Time (s) to score, hash to-file, and output: 9.851086698000001
Total scoring time (s): 29.039751962
Total time (s): 32.179275803
MinHash search time (s): 51.373670914
Total matches found: 1696106
Average number of matches per lookup: 34.89930041152263
Average number of table elements processed per lookup: 4476.517427983539
Average number of table elements processed per match: 128.26954624298244
Average % of hashed sequences hit per lookup: 7.636986803332825
Average % of hashed sequences hit that are matches: 1.4104239398713314
Average % of hashed sequences fully compared that are matches: 87.51882104654823
Both failed and successful jobs have lines like this:
mkfifo: cannot create fifo '000004-pipe': Operation not supported
But only failed jobs have:
usage: /home/richard/canu/bin/mhapConvert -S seqStore -o output.ovb input.mhap[.gz]
Converts mhap native output to ovb
-minlength X discards overlaps below X bp long.
ERROR: no overlap files supplied
edit I'm doing some reading, seems mkfifo
does not work on drvfs
-mounted drives - and I'm running this on a drive mounted this way. However, some jobs successfully complete despite the mkfifo
not working?
Yes canu uses mkfifo by default, this seems similar to #2333, I suggest using mhapPipe=false
to avoid using pipes, you should completely remove the 1-overlapper folder and re-start the assembly. I also committed a fix for this so it will fail if mkfifo returns an error.
I've also confirmed that running assembly on the wsl system drive, where mkfifo
works, also prevents the error - as you'd expect.

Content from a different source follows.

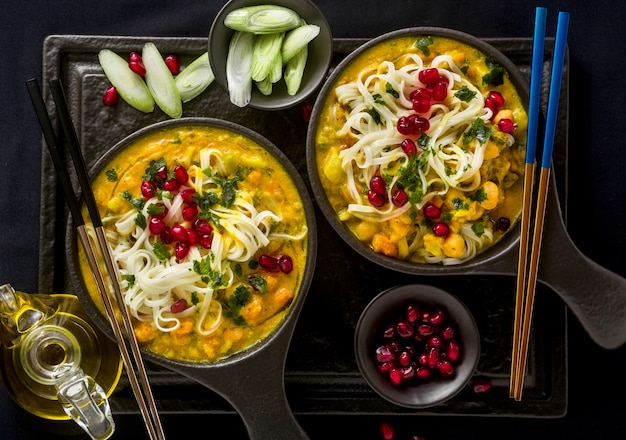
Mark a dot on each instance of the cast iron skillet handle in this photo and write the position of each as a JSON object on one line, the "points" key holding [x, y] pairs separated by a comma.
{"points": [[595, 295], [259, 395]]}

I'm running canu on Windows subsystem for Linux, and I'm getting stochastic Mhap failures. Multiple restarts tend to narrow it down to one or two persistent Mhap failures...
...
The input nanopore reads come from Minknow super accurate basecalling, through porechop, then filtered for minimum length 10 kb - using a pipeline that's worked for other genome assemblies.
I've tried doing clean restarts, ie. completely removing the output directory and restarting, but persistently get some failures. Any tips for troubleshooting would be very appreciated.